To delve deeper into Scottish design, I meet up with Christopher Sleigh, creative director of Sleigh’s, which works with Virtuoso advisors to create custom itineraries for travelers throughout the UK and Ireland. “Through the recent resurgence, there are some wonderful opportunities to gain a glimpse into the creative heart of the Scottish people,” he says, as we make our way to self-taught textile designer Araminta Campbell, who recently relocated her atelier to an 1822 farmhouse 20 minutes northwest of the city center. In truth, the place looks more like a small castle. What farmhouse needs watchtowers?
Its imposing exterior gives way to warmth when we step inside, and I hear the click-clack of what I later learn is a vintage loom weaving someone’s family-heirloom-to-be. By-appointment visits include a brief introduction to handweaving and how Campbell and her team source materials. The price tags give me pause, but then again, an elegant, one-of-a-kind scarf handwoven from 100 percent British alpaca ($1,445) is a genuine extension of age-old Scottish craft you’ll never find in High Street shops.

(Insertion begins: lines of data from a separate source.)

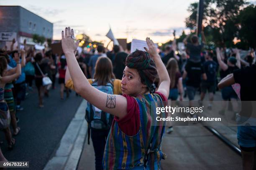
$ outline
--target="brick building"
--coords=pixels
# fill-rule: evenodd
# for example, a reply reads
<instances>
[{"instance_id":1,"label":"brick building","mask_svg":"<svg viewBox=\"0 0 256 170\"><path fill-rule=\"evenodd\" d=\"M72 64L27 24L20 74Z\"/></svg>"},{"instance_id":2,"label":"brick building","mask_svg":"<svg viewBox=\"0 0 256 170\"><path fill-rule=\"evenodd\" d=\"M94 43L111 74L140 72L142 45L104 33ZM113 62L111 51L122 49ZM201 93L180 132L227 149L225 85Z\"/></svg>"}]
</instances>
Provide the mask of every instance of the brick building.
<instances>
[{"instance_id":1,"label":"brick building","mask_svg":"<svg viewBox=\"0 0 256 170\"><path fill-rule=\"evenodd\" d=\"M0 6L0 48L9 49L13 38L20 47L25 39L28 45L34 45L33 34L52 39L53 24L20 6Z\"/></svg>"}]
</instances>

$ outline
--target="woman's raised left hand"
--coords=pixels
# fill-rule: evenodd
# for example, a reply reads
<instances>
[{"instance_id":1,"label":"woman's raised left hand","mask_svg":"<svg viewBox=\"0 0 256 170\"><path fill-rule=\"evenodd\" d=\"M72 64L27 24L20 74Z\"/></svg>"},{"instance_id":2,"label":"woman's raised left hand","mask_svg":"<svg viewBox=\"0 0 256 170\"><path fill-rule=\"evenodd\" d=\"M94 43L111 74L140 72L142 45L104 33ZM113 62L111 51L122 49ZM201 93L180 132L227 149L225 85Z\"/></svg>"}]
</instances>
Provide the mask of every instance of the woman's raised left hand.
<instances>
[{"instance_id":1,"label":"woman's raised left hand","mask_svg":"<svg viewBox=\"0 0 256 170\"><path fill-rule=\"evenodd\" d=\"M74 52L78 47L80 40L77 40L75 43L74 40L72 38L72 36L74 36L74 30L70 29L69 27L66 28L65 33L64 31L61 32L61 46L65 54L67 52Z\"/></svg>"},{"instance_id":2,"label":"woman's raised left hand","mask_svg":"<svg viewBox=\"0 0 256 170\"><path fill-rule=\"evenodd\" d=\"M150 40L150 38L148 37L147 37L146 38L146 42L147 42L148 47L148 49L145 47L145 50L148 54L149 54L149 55L151 58L154 58L155 57L157 57L159 55L158 53L157 52L156 47L154 42L152 40Z\"/></svg>"}]
</instances>

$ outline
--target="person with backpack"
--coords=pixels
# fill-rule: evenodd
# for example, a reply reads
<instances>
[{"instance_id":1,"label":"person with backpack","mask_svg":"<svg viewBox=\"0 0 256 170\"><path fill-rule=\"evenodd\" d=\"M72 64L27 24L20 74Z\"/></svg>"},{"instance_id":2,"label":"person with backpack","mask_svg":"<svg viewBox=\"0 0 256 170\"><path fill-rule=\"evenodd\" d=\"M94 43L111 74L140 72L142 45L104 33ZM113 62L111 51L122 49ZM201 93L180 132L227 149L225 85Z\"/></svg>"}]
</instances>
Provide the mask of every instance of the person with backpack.
<instances>
[{"instance_id":1,"label":"person with backpack","mask_svg":"<svg viewBox=\"0 0 256 170\"><path fill-rule=\"evenodd\" d=\"M212 102L213 100L214 93L216 89L217 64L213 61L213 54L212 52L206 52L205 56L206 61L203 64L203 69L206 74L206 80L202 80L201 84L201 95L199 103L202 105L202 101L205 98L206 92L208 90L210 103L207 108L212 109Z\"/></svg>"},{"instance_id":2,"label":"person with backpack","mask_svg":"<svg viewBox=\"0 0 256 170\"><path fill-rule=\"evenodd\" d=\"M255 170L256 167L256 65L234 70L223 78L218 84L223 89L235 83L240 85L241 109L237 117L237 139L241 149L243 169Z\"/></svg>"},{"instance_id":3,"label":"person with backpack","mask_svg":"<svg viewBox=\"0 0 256 170\"><path fill-rule=\"evenodd\" d=\"M110 95L120 95L122 93L121 80L115 79L113 70L110 59L100 57L96 62L95 79L88 79L88 81L93 87L102 92ZM66 72L65 82L66 87L74 90L68 68ZM95 152L95 169L102 170L104 149L114 117L89 102L86 110L85 118L89 126L88 144L90 134Z\"/></svg>"},{"instance_id":4,"label":"person with backpack","mask_svg":"<svg viewBox=\"0 0 256 170\"><path fill-rule=\"evenodd\" d=\"M156 108L166 105L170 78L153 41L146 39L146 52L137 50L127 56L121 95L107 94L91 86L74 53L79 42L75 44L74 30L66 28L61 36L76 91L98 109L114 116L105 147L103 169L160 169L160 160L166 158L161 149L165 122L158 122L155 125ZM154 82L158 74L159 85L155 92ZM165 113L160 113L163 116Z\"/></svg>"},{"instance_id":5,"label":"person with backpack","mask_svg":"<svg viewBox=\"0 0 256 170\"><path fill-rule=\"evenodd\" d=\"M36 53L33 64L35 68L35 83L38 92L39 108L44 107L43 97L45 88L45 86L43 85L43 78L46 73L47 68L48 66L48 63L42 62L42 53L41 52Z\"/></svg>"},{"instance_id":6,"label":"person with backpack","mask_svg":"<svg viewBox=\"0 0 256 170\"><path fill-rule=\"evenodd\" d=\"M58 68L59 70L59 84L60 85L60 100L64 101L64 89L66 88L67 98L69 97L69 90L67 88L65 87L65 74L67 70L67 61L66 57L64 54L62 54L60 57L59 62L58 63Z\"/></svg>"},{"instance_id":7,"label":"person with backpack","mask_svg":"<svg viewBox=\"0 0 256 170\"><path fill-rule=\"evenodd\" d=\"M16 63L16 71L8 75L7 72L7 60L3 56L0 56L0 128L5 133L8 143L8 149L12 150L15 144L15 139L12 137L10 129L10 115L6 101L4 100L4 89L5 85L15 80L21 74L21 66L18 53L14 54L13 60Z\"/></svg>"}]
</instances>

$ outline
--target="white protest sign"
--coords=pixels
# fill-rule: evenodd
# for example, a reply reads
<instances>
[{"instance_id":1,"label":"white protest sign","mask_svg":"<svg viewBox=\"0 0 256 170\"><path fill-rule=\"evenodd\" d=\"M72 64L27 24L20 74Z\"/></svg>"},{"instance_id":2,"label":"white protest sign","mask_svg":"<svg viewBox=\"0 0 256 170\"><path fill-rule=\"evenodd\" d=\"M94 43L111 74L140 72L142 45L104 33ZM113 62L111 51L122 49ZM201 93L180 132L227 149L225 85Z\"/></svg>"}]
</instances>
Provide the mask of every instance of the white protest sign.
<instances>
[{"instance_id":1,"label":"white protest sign","mask_svg":"<svg viewBox=\"0 0 256 170\"><path fill-rule=\"evenodd\" d=\"M0 41L12 41L13 38L17 40L16 32L0 32Z\"/></svg>"},{"instance_id":2,"label":"white protest sign","mask_svg":"<svg viewBox=\"0 0 256 170\"><path fill-rule=\"evenodd\" d=\"M155 44L155 45L156 45L156 47L157 48L157 44ZM134 52L136 50L139 50L141 51L146 51L144 49L144 47L146 47L148 48L148 45L146 41L133 39L131 44L131 52Z\"/></svg>"},{"instance_id":3,"label":"white protest sign","mask_svg":"<svg viewBox=\"0 0 256 170\"><path fill-rule=\"evenodd\" d=\"M113 32L112 32L112 30L111 30L111 28L109 29L109 30L106 35L106 36L112 41L113 41L113 42L114 42L114 45L119 45L119 43L118 43L118 41L115 38L115 37L114 36L114 34L113 34Z\"/></svg>"},{"instance_id":4,"label":"white protest sign","mask_svg":"<svg viewBox=\"0 0 256 170\"><path fill-rule=\"evenodd\" d=\"M183 42L178 42L178 49L182 50L185 50L185 45Z\"/></svg>"}]
</instances>

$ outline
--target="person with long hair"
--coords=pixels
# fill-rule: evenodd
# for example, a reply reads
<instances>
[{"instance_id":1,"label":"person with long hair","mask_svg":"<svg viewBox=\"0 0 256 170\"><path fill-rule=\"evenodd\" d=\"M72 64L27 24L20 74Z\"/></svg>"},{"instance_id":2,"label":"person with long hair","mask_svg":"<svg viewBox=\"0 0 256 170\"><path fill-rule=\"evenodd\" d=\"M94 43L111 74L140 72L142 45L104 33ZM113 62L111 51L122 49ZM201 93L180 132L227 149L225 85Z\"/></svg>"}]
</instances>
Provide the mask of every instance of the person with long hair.
<instances>
[{"instance_id":1,"label":"person with long hair","mask_svg":"<svg viewBox=\"0 0 256 170\"><path fill-rule=\"evenodd\" d=\"M12 138L9 125L10 116L8 105L4 100L5 84L18 78L21 74L21 66L18 53L14 54L14 59L17 63L16 72L10 75L6 75L7 61L5 56L0 56L0 128L3 129L8 143L9 150L13 149L15 140Z\"/></svg>"},{"instance_id":2,"label":"person with long hair","mask_svg":"<svg viewBox=\"0 0 256 170\"><path fill-rule=\"evenodd\" d=\"M156 48L146 39L146 52L136 50L125 62L121 82L123 95L109 95L90 85L74 55L73 29L61 32L62 49L76 91L97 108L115 116L103 156L103 169L160 169L166 158L161 149L165 122L155 125L155 108L165 107L169 95L170 78ZM155 79L159 85L155 92ZM165 115L164 112L160 113Z\"/></svg>"},{"instance_id":3,"label":"person with long hair","mask_svg":"<svg viewBox=\"0 0 256 170\"><path fill-rule=\"evenodd\" d=\"M169 74L170 80L170 92L168 99L176 101L178 98L179 93L179 100L182 101L183 94L183 86L182 85L182 78L179 70L178 62L174 58L171 58L166 65L166 69ZM172 102L172 104L174 104ZM172 126L169 126L166 132L170 133L173 130Z\"/></svg>"},{"instance_id":4,"label":"person with long hair","mask_svg":"<svg viewBox=\"0 0 256 170\"><path fill-rule=\"evenodd\" d=\"M8 55L5 55L5 59L8 63L5 75L11 75L15 74L16 71L17 67L13 68L9 65L9 63L10 62L10 57ZM7 103L9 111L10 114L11 124L13 127L13 135L15 136L20 132L20 128L17 126L17 124L18 122L18 118L16 117L15 103L14 102L13 90L12 90L12 88L13 88L13 85L11 81L5 84L5 86L4 99L5 102L6 102L6 103Z\"/></svg>"},{"instance_id":5,"label":"person with long hair","mask_svg":"<svg viewBox=\"0 0 256 170\"><path fill-rule=\"evenodd\" d=\"M107 86L110 83L113 88L114 94L122 93L121 80L115 79L111 61L107 57L100 57L98 58L95 65L94 79L88 79L88 81L90 84L97 86ZM65 82L66 87L74 90L68 68L66 72ZM110 124L111 125L111 122L109 122ZM103 169L102 161L109 129L97 130L92 128L90 130L91 138L95 152L95 170L101 170Z\"/></svg>"},{"instance_id":6,"label":"person with long hair","mask_svg":"<svg viewBox=\"0 0 256 170\"><path fill-rule=\"evenodd\" d=\"M34 65L35 67L35 82L37 88L39 98L39 107L44 107L43 98L45 91L44 87L43 85L43 78L46 73L46 68L48 64L42 62L43 56L41 52L36 55ZM42 74L43 73L43 74Z\"/></svg>"}]
</instances>

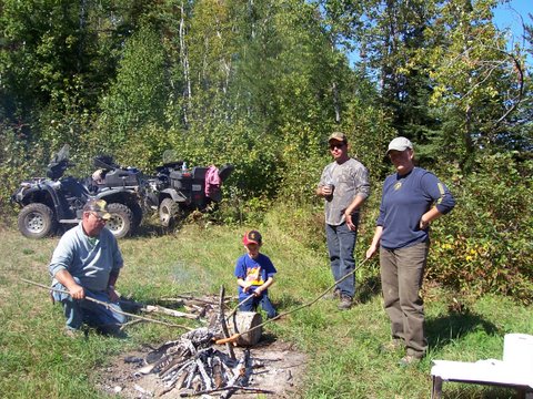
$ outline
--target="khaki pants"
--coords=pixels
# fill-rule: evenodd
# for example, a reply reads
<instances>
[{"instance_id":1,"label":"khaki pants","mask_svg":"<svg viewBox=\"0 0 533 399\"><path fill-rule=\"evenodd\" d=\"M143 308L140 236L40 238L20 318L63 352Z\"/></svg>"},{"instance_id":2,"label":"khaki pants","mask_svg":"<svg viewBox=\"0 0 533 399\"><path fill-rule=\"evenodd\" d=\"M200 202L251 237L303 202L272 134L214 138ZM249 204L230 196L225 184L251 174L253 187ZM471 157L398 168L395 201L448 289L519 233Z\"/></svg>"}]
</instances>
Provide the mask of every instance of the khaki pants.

Campbell knows her niche craft is slowly disappearing and is planning to launch an apprenticeship program for young creatives with an aptitude for weaving. “We’re not only focused on producing beautiful products,” she says, “but on keeping traditional skills alive and relevant.”
On the other end of the spectrum, contemporary menswear designer Kestin Hare is building a reputation with his brand, Kestin. Hare’s new shop in the trendy Stockbridge neighborhood is a showcase for stylish gansey-knit fisherman sweaters, wool-fleece jackets, and wear-with-everything pleated corduroy chinos. A quick scan of the space reveals looks I might find in Paris or Brooklyn boutiques. But when I join Hare later in his Leith studio, he explains that his Scottish references are subtle but intentional. For instance, a collection he’s working on is built around family trips to the east coast fishing town of Port Seton and Cockenzie and the artist John Bellany’s paintings of it.
Hare has produced shirts and shirt jackets in the same shades – oranges, yellows, and terra-cottas – as the buildings in Bellany’s works, while the pastel mints and pale blues used for the sky and the sea’s royal blue and deep navy show up in chore jackets and wide-wale corduroy shirts. Textiles are also rope-dyed before being turned into shirts, to give them unique patterns and reinforce the collection’s nautical theme. “We like to pull out references from art, music, culture, architecture,” Hare says. “Some of them are more well known than others, but it always comes back to our roots in Scotland.”
After my visit to the Kestin HQ, I make my way back to its Stockbridge storefront. The shop also carries a handful of giftable items by third-party creatives, such as rough-hewn ceramic espresso cups by Cara Guthrie, who’s based just south of the city, as well as candles made in collaboration with Jorum Studio, a perfumery around the corner. But my pick is a warm, cozy Shetland sweater in classic charcoal – a comforting piece to bring home the best of old and new Scotland.